Metadata-Version: 2.1
Name: dowsing
Version: 0.9.0b1
Summary: Guess metadata from sdist without running
Home-page: https://github.com/python-packaging/dowsing/
Author: Tim Hatch
Author-email: tim@timhatch.com
License: MIT
Description: # dowsing
        
        Short version:
        
        ```
        python -m dowsing.pep517 /path/to/repo | jq .
        ```
        
        or
        
        ```
        from dowsing.pep517 import get_metadata
        dist = get_metadata(Path("/path/to/repo"))
        ```
        
        ## Basic reasoning
        
        I don't want to execute arbitrary `setup.py` in order to find out their basic
        metadata.  I don't want to use the pep517 module in a sandbox, because commonly
        packages forget to list their build-time dependencies.
        
        This project is one step better than grepping source files, but also understands
        `build-system` in `pyproject.toml` (from PEP 517/518).  It does pretty well run
        on a sampling of pypi projects, but does fail on some notable ones (including
        setuptools).
        
        When it fails, a key will be `"??"` and due to some quirks in list context, this
        can be `["?", "?"]`.
        
        ## A rant
        
        The reality of python packaging, even with recent PEPs, is that most nontrivial
        python packages do moderately interesting stuff in their `setup.py`:
        
        * Imports (either from local code, or `setup_requires`)

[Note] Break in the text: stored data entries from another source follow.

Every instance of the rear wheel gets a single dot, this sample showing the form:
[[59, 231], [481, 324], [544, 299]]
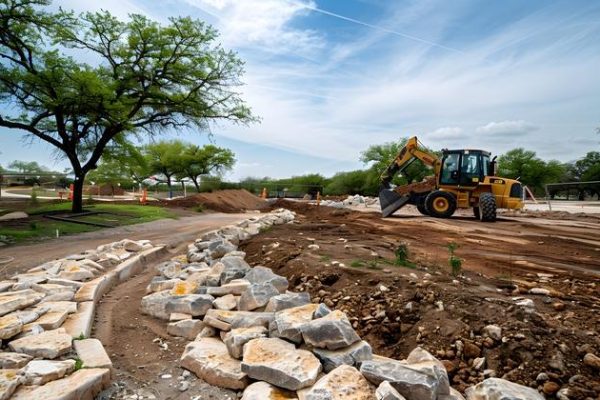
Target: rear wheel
[[487, 207], [421, 205], [440, 204]]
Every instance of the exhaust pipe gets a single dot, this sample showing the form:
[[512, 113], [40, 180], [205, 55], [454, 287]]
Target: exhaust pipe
[[391, 201]]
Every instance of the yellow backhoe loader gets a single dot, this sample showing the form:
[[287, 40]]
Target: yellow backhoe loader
[[462, 179]]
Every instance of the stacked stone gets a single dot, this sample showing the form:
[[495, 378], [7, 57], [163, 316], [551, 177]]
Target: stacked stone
[[249, 333], [46, 316]]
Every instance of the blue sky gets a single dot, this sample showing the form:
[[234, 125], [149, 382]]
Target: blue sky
[[330, 77]]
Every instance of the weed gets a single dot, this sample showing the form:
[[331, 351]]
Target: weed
[[454, 261], [78, 364]]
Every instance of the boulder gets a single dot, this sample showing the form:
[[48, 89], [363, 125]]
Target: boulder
[[287, 300], [209, 359], [351, 355], [287, 323], [9, 381], [49, 344], [257, 296], [343, 383], [265, 391], [234, 268], [237, 338], [92, 354], [13, 360], [501, 389], [409, 382], [333, 331], [39, 372], [279, 363], [385, 391], [227, 302], [261, 274], [186, 328]]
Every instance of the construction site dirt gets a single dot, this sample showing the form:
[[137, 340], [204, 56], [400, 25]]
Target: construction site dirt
[[536, 279]]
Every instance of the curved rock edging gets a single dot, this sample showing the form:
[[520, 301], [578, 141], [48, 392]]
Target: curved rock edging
[[248, 333], [46, 318]]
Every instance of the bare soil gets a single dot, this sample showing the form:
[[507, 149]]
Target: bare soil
[[425, 305]]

        * Fetching things from the Internet
        * Running commands
        * Making sure native libs are installed, or there's a working C compiler
        * Choosing deps based on platform
        
        From the perspective of basically running a distro, they produce messages
        intended for humans, rather than actually using the mechanisms that we have in
        PEP 508 (environment markers) and 518 (pyproject.toml requires).  There is also
        no well-specified way to request native libs, and many projects choose to fail
        to run `setup.py` when libs are missing.
        
        ## Goals
        
        This project is a bridge to find several things out, about primarily setup.py
        but also understanding some popular PEP 517/518 builders as a one-stop-shop, about:
        
        * doesn't actually execute, so fetches or execs can't cause it to fail [done]
        * cases where we could find out the version string, but it fails to import [done]

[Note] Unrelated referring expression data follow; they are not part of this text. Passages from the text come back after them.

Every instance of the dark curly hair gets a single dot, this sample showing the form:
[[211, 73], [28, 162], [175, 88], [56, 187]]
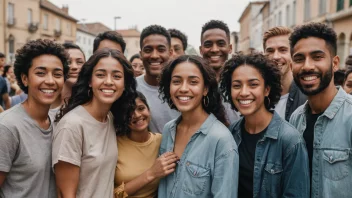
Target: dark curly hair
[[122, 107], [318, 30], [154, 29], [32, 49], [178, 34], [214, 106], [112, 36], [266, 67], [216, 24]]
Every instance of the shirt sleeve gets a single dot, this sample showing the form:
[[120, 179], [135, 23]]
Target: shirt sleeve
[[67, 146], [8, 148]]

        * lets you simulate the `pep517` module's output on different platforms [done]
        * a lower-level api suitable for making edits to the place where the setup args
          are defined [done]
        * to list potential imports, and guess at missing build-time deps (something
          like `numpy.distutils` is pretty clear) [todo]
        
        ## Doing this "right"
        
        A bunch of this is papering over problems with the current reality.  If you have
        an existing sandbox and are ok with ~30% of projects just failing to build, you
        can rely on the `pep517` module's API to actually execute the code on the
        current version of python.
        
        If you're willing to run the code and have it take longer, take a look at the
        pep517 api `get_requires_for_*` or have it generate the metadata (assuming
        what you want is in there).  An example is in `dowsing/_demo_pep517.py`
        
        This project's `dowsing.pep517` api is designed to do something similar, but not
        fail on missing build-time requirements.
        
        
        # Further Reading
        
        * PEP 241, Metadata 1.0
        * PEP 314, Metadata 1.1
        * PEP 345, Metadata 1.2
        * PEP 566, Metadata 2.1
        * https://packaging.python.org/specifications/core-metadata/
        * https://setuptools.readthedocs.io/en/latest/setuptools.html#metadata
        
        # License
        
        dowsing is copyright [Tim Hatch](http://timhatch.com/), and licensed under
        the MIT license.  I am providing code in this repository to you under an open
        source license.  This is my personal repository; the license you receive to
        my code is from me and not from my employer. See the `LICENSE` file for details.